Dan couldn’t hear the guy above his own horrible choking sobs, nor could he see Mystery Man struggling to speak through the tears and snot running in a terrible mess down his contorted face.

“Dan,” Nate ignored the blood flowing into his mouth as he squatted beside the two men. “You’ve gotta listen to me now, buddy. This guy didn’t shoot Patti. He was helpin’ us,” Nate glanced down at Mystery Man to see the guy’s eyes start to roll back in his head. “Let go, now.” He placed a heavy hand on Dan’s shoulder.
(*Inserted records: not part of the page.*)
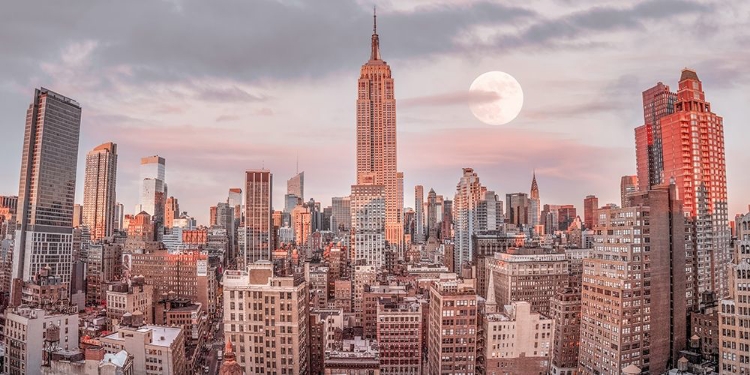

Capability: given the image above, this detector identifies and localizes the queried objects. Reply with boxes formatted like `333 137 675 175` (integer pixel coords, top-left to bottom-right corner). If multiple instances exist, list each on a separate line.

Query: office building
13 88 81 288
506 193 530 228
82 142 118 240
244 170 273 264
550 287 582 375
415 185 425 244
427 276 478 375
377 298 423 374
583 195 598 230
137 156 166 221
486 249 568 316
356 11 403 249
578 185 687 374
529 172 541 228
287 171 304 201
222 262 309 375
454 168 486 269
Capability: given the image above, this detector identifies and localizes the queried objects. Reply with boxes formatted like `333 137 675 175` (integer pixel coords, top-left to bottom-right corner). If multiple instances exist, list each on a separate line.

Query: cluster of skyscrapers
0 10 746 375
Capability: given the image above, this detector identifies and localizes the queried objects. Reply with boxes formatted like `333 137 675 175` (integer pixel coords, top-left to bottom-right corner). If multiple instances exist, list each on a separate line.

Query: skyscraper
426 188 437 238
634 69 729 302
578 184 687 374
82 142 118 240
620 175 638 208
506 193 530 227
12 88 82 287
356 10 402 249
113 202 124 232
287 171 304 201
243 170 272 264
529 171 541 228
661 69 729 300
164 196 179 229
454 168 485 268
137 156 166 221
583 195 598 230
414 185 424 244
635 82 677 192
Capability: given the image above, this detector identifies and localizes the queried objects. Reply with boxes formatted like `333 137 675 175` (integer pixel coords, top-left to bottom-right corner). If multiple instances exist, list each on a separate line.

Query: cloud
401 89 499 108
488 0 713 50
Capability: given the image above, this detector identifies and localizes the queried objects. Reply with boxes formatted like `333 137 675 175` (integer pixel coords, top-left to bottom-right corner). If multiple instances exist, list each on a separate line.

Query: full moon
468 71 524 125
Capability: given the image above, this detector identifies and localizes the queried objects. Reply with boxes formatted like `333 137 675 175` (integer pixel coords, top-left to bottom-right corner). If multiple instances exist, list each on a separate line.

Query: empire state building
355 10 403 249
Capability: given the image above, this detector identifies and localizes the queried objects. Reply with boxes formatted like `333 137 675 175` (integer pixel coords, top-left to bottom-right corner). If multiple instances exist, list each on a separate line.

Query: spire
530 171 539 199
370 6 381 61
485 270 497 314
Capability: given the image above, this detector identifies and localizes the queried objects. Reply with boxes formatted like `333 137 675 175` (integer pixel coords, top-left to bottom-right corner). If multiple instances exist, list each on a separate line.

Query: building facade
244 170 273 264
222 262 309 375
13 88 81 288
356 12 403 250
82 142 118 241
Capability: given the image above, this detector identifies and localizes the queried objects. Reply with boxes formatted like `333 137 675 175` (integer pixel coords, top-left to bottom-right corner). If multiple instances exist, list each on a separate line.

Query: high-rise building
635 70 729 302
86 242 122 306
636 82 677 192
442 199 453 240
113 202 124 232
454 168 485 269
530 172 541 228
356 11 402 249
222 262 309 375
583 195 598 230
620 175 639 208
427 189 438 238
550 287 582 375
477 190 503 232
13 88 81 289
506 193 530 228
377 298 423 374
287 171 304 201
350 183 385 268
427 276 478 375
719 210 750 374
578 185 687 374
164 196 179 230
663 70 729 301
486 249 569 316
243 170 272 264
82 142 118 240
414 185 425 244
137 156 166 220
128 249 216 317
331 196 351 234
472 231 525 300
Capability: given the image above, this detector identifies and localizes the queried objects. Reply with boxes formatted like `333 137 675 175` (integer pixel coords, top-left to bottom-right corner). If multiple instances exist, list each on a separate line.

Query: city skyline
1 1 749 225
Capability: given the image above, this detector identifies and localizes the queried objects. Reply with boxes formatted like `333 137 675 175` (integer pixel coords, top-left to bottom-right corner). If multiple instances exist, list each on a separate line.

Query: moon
469 71 524 125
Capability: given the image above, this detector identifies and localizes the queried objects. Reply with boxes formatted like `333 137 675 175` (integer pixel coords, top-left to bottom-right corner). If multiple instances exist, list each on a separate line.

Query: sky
1 0 749 225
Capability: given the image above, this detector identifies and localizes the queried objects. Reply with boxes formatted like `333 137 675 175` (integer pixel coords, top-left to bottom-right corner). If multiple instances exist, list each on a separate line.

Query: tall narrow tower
82 142 118 240
13 88 82 288
529 172 541 229
356 9 402 249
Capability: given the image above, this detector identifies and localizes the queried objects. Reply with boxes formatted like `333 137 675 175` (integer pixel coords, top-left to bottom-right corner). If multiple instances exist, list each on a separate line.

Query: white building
350 183 386 268
3 306 79 375
100 323 186 375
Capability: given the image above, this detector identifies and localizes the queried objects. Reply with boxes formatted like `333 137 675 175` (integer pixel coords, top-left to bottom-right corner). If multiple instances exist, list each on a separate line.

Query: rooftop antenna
373 5 377 34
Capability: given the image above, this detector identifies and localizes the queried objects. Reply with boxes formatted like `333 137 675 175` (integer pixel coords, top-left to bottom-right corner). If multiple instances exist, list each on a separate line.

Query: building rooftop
101 350 129 367
103 325 181 347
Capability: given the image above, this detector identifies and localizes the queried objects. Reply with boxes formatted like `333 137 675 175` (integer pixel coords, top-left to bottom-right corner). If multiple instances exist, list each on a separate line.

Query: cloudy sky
2 0 749 224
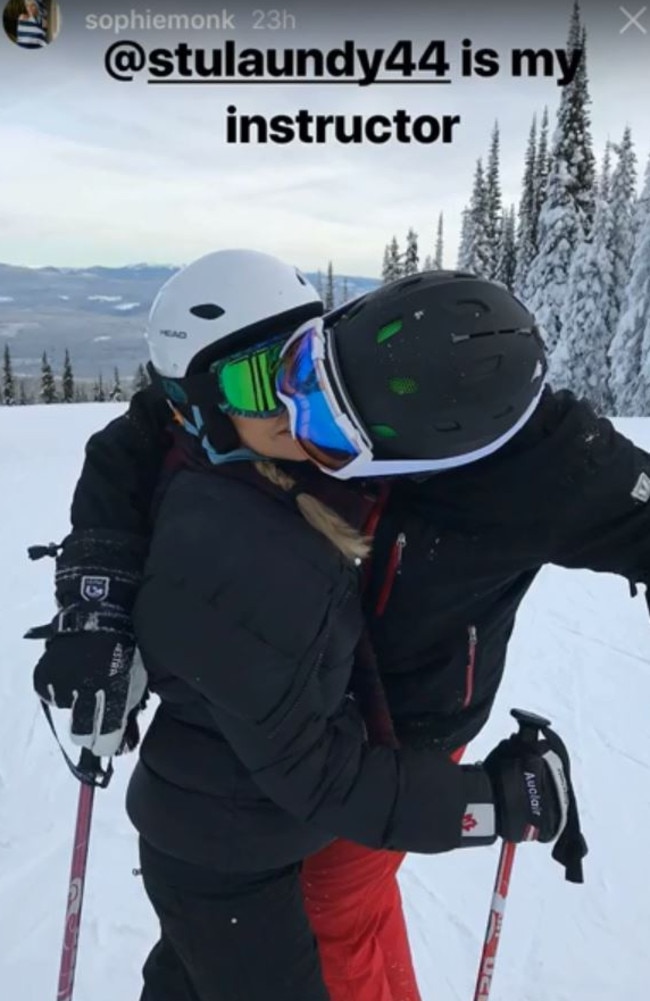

The guy was shaking so hard Nate thought he might just rattle his bones to dust.

Then Dan sucked in a tortured breath and met Nate’s eyes, clarity slowly returning through the haze of temporary madness.

“Let go,” he repeated. “You’ve got the wrong guy.”

Dan glanced down at Mystery Man, whose fingers were clawing at his wrists, leaving deep, bloody furrows.

“You hear me talkin’ to you, soldier?” Nate yelled, shaking Dan’s shoulder, because he had to get through now, like,
right
now
or Mystery Man was toast. “You’re killin’ an innocent man!”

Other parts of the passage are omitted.